[A brief excerpt from a fictional story I’m writing]
Snow fell heavily around the house that day. It blanketed the world in loud quiet that my nine-year-old mind could barely grasp. Silence like that is hard to come by, and it was a new experience for me.
I could see Grandpa standing at the window watching as I played in the snowdrifts that grew like wildflowers all over the landscape. I could barely see his wrinkled hands clutching the cold windowsill. Even if I couldn’t see them at all, I knew they were there. I loved his hands. They were always warm, gentle yet firmly reassuring, always ready to catch me when my latest endeavor to climb that enormous tree in the back yard ended like all the attempts before it—with me falling, although sometimes it was less a fall and more a skidding down the rough bark.
I stopped my play for just a moment when I saw him standing there. I waved and he waved back. Even through the heavy curtain of white air that separated us, I could see his loving gaze and the smile he offered in return for my own.
For just a brief moment, that picture of him mesmerized me. The fireplace behind him offered a reassuring glow that seemed to silhouette him against the windowpane with warm amber tones behind his dimly lit countenance glowing from the snow’s reflection.

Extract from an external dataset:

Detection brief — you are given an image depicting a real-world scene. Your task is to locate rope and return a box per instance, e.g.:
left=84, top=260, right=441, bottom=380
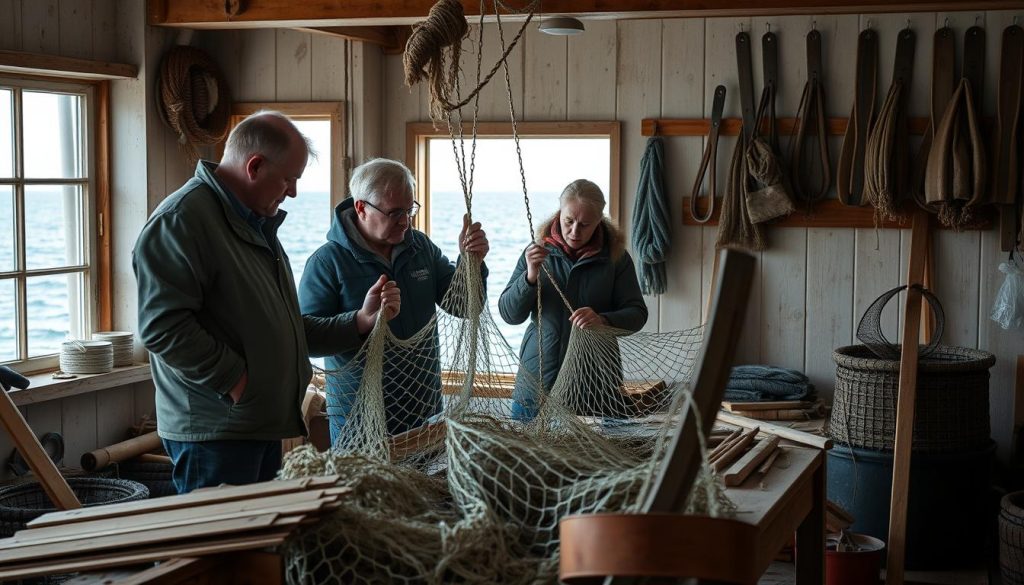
left=632, top=136, right=672, bottom=294
left=157, top=45, right=230, bottom=164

I was struck by the sight of his white hair and how it seemed to be a halo made of whispers and dreams sketched with gray sunlight. Even from where I stood I could feel his love for me. The watchful gaze was nothing more than a gentle reminder of it.
So I turned back to the snow and romped through the powdery wonderland completely oblivious to the fact that it would be his last winter. I’d never again be stricken by that view of him in the big window, safely cloaked in warmth as I dared the cold to stop me from having fun. I’d never again be comforted by knowing he would be there in case I fell. I’d never again relish the embrace of those warm wrinkled hands, those living promises of safety that wouldn’t survive the day.